Dharma Talks / The Three Doors of Liberation or the Three Dharma Seals

Sr Chân Đức

During the Italian Retreat Sr Chân Đức begins the talk by answering some written questions from the Q & A session:
1. How do we manage our relationship so that we are not too needy nor too self-sufficient?
2. How do I deal with aggression in a relationship?
3. How do I introduce my son(s) to Buddhism?
4. How to practice reverence for life when it comes to pests like ants?
Sr Chân Đức clarifies that the Three Dharma Seals (the 3 Signs) are Impermanence, No-self and Nirvana, which is referred to as Tilakkana in the Theravadin tradition. This teaching is comparative to the Three Doors of Liberation, which are Emptiness, Signlessness, and Aimlessness.
We can meditate on momentary impermanence, which is the constant changing of our cells, our feelings and loved ones. Like a river with the same name but the water in it is constantly changing. Periodic impermanence is like the changing stages of our life, childhood, teenage, adulthood, old age and death. We can practice to meditate on impermanence to help us accept change when it comes in our life.
To practice no-self, we can re-examine our idea of “I”, “me” or “mine”. What are we made up of that we can truly call “me” or “mine”? We are the continuation of our ancestors. Emptiness is like no-self because emptiness means empty of a separate self. For example, when we eat a carrot we can practice to see the non-carrot nature in the carrot, like the sunshine, water, work, etc.
Meditating on emptiness, no-self, impermanence (I am of the nature to die) can help us get in touch with a deeper reality – the ultimate dimension of no birth, no death. Like watching the waves at the sea, it rises and falls, breaking down into water molecules and flowing back into the sea, and it also continues as sound energy as in when we hear the wave crash onto the beach. We are like the waves or the cloud that never dies, and cannot be grasped upon.
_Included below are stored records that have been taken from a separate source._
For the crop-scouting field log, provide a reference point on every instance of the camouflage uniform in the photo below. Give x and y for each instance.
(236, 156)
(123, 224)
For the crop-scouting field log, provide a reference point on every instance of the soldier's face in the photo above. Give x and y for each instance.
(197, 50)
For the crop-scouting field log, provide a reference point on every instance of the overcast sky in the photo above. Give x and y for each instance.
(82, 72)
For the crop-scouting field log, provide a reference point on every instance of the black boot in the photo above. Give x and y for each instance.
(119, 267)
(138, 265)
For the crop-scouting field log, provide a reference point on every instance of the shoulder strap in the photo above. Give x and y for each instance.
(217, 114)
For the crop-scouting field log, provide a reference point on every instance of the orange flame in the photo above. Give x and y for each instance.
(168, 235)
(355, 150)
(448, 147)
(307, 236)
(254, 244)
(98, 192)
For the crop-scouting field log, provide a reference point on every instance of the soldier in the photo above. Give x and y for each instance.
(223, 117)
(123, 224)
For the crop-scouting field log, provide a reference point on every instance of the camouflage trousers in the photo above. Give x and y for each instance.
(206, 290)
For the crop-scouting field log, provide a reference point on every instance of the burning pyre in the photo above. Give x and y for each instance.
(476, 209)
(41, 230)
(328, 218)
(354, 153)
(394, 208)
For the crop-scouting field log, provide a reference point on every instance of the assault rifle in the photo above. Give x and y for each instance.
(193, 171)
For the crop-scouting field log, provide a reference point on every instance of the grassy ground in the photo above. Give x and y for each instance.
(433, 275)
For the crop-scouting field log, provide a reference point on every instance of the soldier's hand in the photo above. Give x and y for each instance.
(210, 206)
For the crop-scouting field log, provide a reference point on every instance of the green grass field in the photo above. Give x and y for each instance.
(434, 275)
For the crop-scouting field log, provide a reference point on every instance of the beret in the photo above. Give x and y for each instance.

Signlessness. Signs come from our brain’s capacity to perceive through our sense organs. There are four important signs that we get caught in – self, human, living beings, and lifespan. As practitioners we can learn to go beyond these signs to realize the inter-being nature of all, so that we can live in harmony with all beings and take care of Mother Earth. As humans we can think ourselves more special than other species, but we are the youngest species in the history of evolution. There are other species with greater sensory capacities than us, and they also know better how to take care of the environment. We need to be careful of what we think as living beings and not taking care of non-living beings such as rocks and river because without them we cannot survive. Are you sure you did not exist before your birth certificate date? Even before you were a fetus inside your mother’s womb you existed half in her egg and half in your father’s sperm. And after death you are like the wave that returns to the water of the sea. Because we get caught in ideas of a separate self that we get caught in birth, death, lifespan. We can still feel sad when we lose a loved one, but we can meditate on these teachings to touch their continuation in us and around us.
Aimlessness – Everything you need you already have, it’s a matter of discovery when you give yourself the right conditions – daily practice of mindful breathing and walking, and being in a sangha can reduce the pressure of having to attain something on your own.
Her last message to the Italian sangha in regards to their wish to establish a monastery in Italy is that there must be relative harmony among the sangha members, among the Dharma teachers for it to manifest. This will come about when members practice deep listening to each other and be prepared to let go of your ideas.